A formação orientada por Paulo Sérgio entrou melhor no jogo e, aos seis minutos, teve em Pedrão a ocasião para abrir o marcador, com o guarda-redes Ricardo Velho a travar o remate quase em cima da linha de baliza.
Um minuto depois, Ronnie Carrillo, em boa posição na área, rematou ao lado da baliza, depois de trabalho individual de Carlinhos na esquerda do ataque da formação de Portimão.
O lance ‘acordou’ a turma do Farense que, a partir de então, demonstrou maior agressividade a fechar os espaços, conseguindo o primeiro lance de perigo aos 15 minutos, num remate de Mattheus Oliveira, mas travado por Kosuke.
Depois de um período de equilíbrio, só perto do intervalo é que voltaria a surgir nova ocasião de golo e para o Farense, com o guarda-redes nipónico do Portimonense a opor-se ao remate de Fabrício Isidoro.
A segunda parte começou praticamente com o golo dos da casa, após um lance que castigou o derrube de Fran Delgado a Falcão: Carlinhos, chamado a converter o penálti, rematou forte longe do alcance de Ricardo Velho.
Depois do golo, o Portimonense acentuou o seu domínio, mas sem criar situações para dilatar o marcador, enquanto o Farense raramente saiu do seu meio terreno, o que resultou na inexistência de ocasiões de golo.
Mais de 500 polícias manifestaram-se durante o jogo
O dérbi algarvio entre o Portimonense e o Farense ficou ainda marcado pela manifestação de mais de 500 elementos da Polícia de Segurança Púbica (PSP) no Estádio Municipal de Portimão, ao entoarem o hino nacional ao minuto 25 da partida.
Os polícias, vestidos de preto, preenchem totalmente uma das bancadas laterais, que tem mais de 500 lugares.
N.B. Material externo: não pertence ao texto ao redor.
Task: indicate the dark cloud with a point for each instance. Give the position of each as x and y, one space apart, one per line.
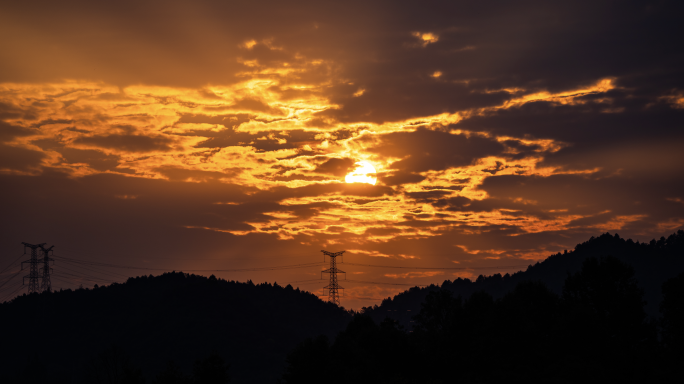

Segundo uma fonte policial ouvida pela Lusa, os manifestantes concentraram-se na esquadra da PSP local e deslocaram-se para o estádio onde decorreu o jogo, tencionando voltar a cantar o hino ao minuto 50.
Após cantarem o hino ao minuto 25, os manifestantes foram aplaudidos pelos restantes espetadores.
Recorde-se que, nos últimos dias, os polícias têm-se concentrado em várias cidades do país em protesto, numa iniciativa que começou com um agente da PSP em frente à Assembleia da Republica, em Lisboa, e está a mobilizar cada vez mais elementos da PSP, bem como da GNR e da guarda prisional.
A contestação teve início após o governo ter aprovado em 29 de novembro o pagamento de um suplemento de missão para as carreiras da PJ, que não tem equivalente nas restantes forças de segurança e que em alguns casos pode representar um aumento de quase 700 euros por mês.
Estes protestos surgiram de forma espontânea e não foram organizados por qualquer sindicato, apesar de existir uma plataforma, composta por sete sindicatos da PSP e quatro associações da Guarda Nacional Republicana (GNR), criada para exigir a revisão dos suplementos remuneratórios nas forças de segurança.
Esta plataforma decidiu cortar totalmente as relações com o Ministério da Administração Interna.